New to natural language processing. I have csv file containing about one million rows. I want to filter-out the third row that do not contain any data. For example
user1,user2, it really is
user3,user4, oh nothin
user5,user9,
user7,user8,
user9,user10,
user11,user12, i know im in
user13,user14,
user15,user16,
user17,user18, i think that might
user19,user20, what u
user21,user22, hmmm you never know
user23,user24, nicee
Expected output
user1,user2, it really is
user3,user4, oh nothin
user11,user12, i know im in
user17,user18, i think that might
user19,user20, what u
user21,user22, hmmm you never know
user23,user24, nicee
I have tried
awk -F',+' 'NF == 3' file > file
However, does not work
You can use this awk:
awk -F ',[[:blank:]]*' '$NF!=""' file
user1,user2, it really is
user3,user4, oh nothin
user11,user12, i know im in
user17,user18, i think that might
user19,user20, what u
user21,user22, hmmm you never know
user23,user24, nicee
'$NF'!=""
is actually a condition that checks whether 3rd field is populated.
PS: You cannot really do:
awk -F ',[[:blank:]]*' '$NF!=""' file > file
As input file and redirected file are same and you will end up with 0 byte file.
Better you do:
awk -F ',[[:blank:]]*' '$NF!=""' file > file.out && mv file.out file
In Perl, this prints a line unless it ends with a comma and whitespace.
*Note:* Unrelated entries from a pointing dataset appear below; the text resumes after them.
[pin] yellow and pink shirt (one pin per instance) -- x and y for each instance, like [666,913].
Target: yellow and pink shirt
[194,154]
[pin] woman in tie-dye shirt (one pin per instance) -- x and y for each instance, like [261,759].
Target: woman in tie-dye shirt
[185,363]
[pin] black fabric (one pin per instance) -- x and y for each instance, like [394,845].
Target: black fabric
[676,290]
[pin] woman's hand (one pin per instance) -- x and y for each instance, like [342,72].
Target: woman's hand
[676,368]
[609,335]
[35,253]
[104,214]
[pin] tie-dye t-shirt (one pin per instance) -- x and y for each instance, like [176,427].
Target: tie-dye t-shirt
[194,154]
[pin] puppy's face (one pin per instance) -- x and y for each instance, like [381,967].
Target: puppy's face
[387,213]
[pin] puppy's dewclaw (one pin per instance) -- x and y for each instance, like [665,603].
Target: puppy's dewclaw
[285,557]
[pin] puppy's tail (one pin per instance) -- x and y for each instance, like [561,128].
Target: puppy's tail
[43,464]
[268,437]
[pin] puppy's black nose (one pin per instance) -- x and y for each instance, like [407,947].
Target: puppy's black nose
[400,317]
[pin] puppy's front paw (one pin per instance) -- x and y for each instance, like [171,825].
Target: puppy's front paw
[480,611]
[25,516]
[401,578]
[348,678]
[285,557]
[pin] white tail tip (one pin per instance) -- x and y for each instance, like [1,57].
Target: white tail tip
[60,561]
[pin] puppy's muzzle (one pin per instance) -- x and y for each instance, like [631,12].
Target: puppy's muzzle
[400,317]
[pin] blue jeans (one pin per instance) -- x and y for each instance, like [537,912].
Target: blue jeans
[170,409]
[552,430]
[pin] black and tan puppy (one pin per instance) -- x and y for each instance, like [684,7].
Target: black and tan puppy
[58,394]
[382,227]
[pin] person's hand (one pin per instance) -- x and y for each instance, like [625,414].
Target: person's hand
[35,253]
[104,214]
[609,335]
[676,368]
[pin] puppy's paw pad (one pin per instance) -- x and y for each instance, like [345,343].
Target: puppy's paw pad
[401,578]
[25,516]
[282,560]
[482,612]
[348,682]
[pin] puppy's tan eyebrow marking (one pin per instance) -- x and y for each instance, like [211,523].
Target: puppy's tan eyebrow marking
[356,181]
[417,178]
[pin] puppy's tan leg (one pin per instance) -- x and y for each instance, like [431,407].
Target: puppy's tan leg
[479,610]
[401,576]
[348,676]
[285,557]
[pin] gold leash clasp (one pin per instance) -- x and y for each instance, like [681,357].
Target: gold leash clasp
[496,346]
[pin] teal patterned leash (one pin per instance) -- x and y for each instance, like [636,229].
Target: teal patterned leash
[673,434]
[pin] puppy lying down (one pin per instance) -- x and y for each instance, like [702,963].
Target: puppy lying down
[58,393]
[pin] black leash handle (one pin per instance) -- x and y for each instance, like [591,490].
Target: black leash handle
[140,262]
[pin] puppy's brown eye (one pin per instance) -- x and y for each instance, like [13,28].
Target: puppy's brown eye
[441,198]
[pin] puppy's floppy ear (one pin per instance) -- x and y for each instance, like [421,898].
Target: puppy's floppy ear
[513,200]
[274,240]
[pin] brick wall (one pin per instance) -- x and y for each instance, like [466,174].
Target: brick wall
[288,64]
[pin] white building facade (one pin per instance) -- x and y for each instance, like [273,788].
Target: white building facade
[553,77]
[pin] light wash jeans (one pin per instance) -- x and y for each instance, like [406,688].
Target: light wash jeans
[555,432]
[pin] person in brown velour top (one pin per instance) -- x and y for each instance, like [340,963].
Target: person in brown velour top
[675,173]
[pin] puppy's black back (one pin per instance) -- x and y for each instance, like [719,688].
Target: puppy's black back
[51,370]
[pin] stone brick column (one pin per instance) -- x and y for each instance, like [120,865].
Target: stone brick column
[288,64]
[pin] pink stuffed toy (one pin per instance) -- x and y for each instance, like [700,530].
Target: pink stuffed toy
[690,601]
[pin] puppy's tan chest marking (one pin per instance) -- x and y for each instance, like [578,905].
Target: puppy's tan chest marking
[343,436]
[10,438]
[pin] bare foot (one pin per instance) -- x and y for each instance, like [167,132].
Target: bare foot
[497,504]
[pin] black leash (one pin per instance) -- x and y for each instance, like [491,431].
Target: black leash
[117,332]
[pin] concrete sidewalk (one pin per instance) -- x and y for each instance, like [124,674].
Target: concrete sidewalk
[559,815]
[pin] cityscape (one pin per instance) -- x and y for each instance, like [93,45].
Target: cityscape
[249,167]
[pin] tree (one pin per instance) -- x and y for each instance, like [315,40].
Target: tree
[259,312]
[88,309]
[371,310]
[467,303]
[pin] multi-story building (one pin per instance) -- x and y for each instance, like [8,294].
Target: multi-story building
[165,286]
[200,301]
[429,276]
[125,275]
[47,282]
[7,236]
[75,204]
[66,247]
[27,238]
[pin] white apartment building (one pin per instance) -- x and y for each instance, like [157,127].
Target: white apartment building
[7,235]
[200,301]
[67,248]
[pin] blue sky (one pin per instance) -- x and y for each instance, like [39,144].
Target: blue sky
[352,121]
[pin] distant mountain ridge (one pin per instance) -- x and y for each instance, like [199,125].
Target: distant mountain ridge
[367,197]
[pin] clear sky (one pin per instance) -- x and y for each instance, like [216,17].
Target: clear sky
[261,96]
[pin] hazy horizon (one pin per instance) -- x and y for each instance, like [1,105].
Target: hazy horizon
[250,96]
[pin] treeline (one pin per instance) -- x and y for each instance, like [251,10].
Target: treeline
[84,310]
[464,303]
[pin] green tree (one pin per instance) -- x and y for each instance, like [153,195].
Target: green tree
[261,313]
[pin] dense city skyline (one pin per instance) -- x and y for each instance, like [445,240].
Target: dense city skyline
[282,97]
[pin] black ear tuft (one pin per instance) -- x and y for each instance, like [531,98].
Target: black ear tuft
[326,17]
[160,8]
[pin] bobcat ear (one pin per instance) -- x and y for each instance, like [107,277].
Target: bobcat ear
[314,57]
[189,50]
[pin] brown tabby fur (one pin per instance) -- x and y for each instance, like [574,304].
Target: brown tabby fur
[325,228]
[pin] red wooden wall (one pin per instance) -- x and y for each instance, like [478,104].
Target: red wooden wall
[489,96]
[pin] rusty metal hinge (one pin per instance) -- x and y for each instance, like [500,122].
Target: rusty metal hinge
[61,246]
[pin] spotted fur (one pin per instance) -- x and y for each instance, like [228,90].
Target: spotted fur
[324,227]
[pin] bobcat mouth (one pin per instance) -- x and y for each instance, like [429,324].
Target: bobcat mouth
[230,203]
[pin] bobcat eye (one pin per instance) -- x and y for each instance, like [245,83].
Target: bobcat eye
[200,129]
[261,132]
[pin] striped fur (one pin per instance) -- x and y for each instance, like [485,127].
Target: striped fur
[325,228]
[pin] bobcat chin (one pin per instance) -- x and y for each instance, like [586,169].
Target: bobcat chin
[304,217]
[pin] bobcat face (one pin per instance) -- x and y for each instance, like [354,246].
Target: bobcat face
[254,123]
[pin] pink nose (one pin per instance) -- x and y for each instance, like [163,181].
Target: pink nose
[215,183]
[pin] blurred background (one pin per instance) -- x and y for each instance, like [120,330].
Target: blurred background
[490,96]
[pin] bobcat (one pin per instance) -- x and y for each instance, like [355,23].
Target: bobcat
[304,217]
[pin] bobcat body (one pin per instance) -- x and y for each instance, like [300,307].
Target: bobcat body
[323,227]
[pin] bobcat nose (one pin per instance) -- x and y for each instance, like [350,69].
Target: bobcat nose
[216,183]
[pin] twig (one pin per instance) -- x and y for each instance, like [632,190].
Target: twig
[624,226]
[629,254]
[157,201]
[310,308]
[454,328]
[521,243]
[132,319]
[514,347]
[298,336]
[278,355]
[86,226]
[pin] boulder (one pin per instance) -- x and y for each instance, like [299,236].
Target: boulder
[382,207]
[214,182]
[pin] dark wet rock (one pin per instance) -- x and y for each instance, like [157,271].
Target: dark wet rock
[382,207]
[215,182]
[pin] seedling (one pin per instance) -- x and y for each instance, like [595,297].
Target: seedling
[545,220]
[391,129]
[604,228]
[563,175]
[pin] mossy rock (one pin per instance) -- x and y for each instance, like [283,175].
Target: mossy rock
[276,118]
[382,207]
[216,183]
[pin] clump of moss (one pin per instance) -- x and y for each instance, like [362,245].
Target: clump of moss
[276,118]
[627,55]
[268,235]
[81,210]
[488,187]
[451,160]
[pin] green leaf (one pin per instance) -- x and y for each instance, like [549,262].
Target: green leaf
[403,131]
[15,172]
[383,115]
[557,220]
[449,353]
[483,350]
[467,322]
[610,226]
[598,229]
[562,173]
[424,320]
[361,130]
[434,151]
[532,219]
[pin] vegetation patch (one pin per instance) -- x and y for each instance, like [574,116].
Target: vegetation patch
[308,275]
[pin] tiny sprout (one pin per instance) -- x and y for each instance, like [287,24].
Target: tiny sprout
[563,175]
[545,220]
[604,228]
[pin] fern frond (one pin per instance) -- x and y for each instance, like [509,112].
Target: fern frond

perl -ne'/,\s*$/ or print' file
output
user1,user2, it really is
user3,user4, oh nothin
user11,user12, i know im in
user17,user18, i think that might
user19,user20, what u
user21,user22, hmmm you never know
user23,user24, nicee
You don't say if you're against using vim or not but, you can load your file in vim, and do:
:g/,\s\+$/d
:g is vim's global (operate on the entire file)
Syntax is :g/pattern/command
What is between the forward slashes is the regex pattern. Here we look for a comma, followed by as much whitespace as we can find (\\s+) until we hit the end of the line ($).
The command 'd' means "delete the line" when the regex matches.
Finally:
:wq
Writes the file (w) and quits (q).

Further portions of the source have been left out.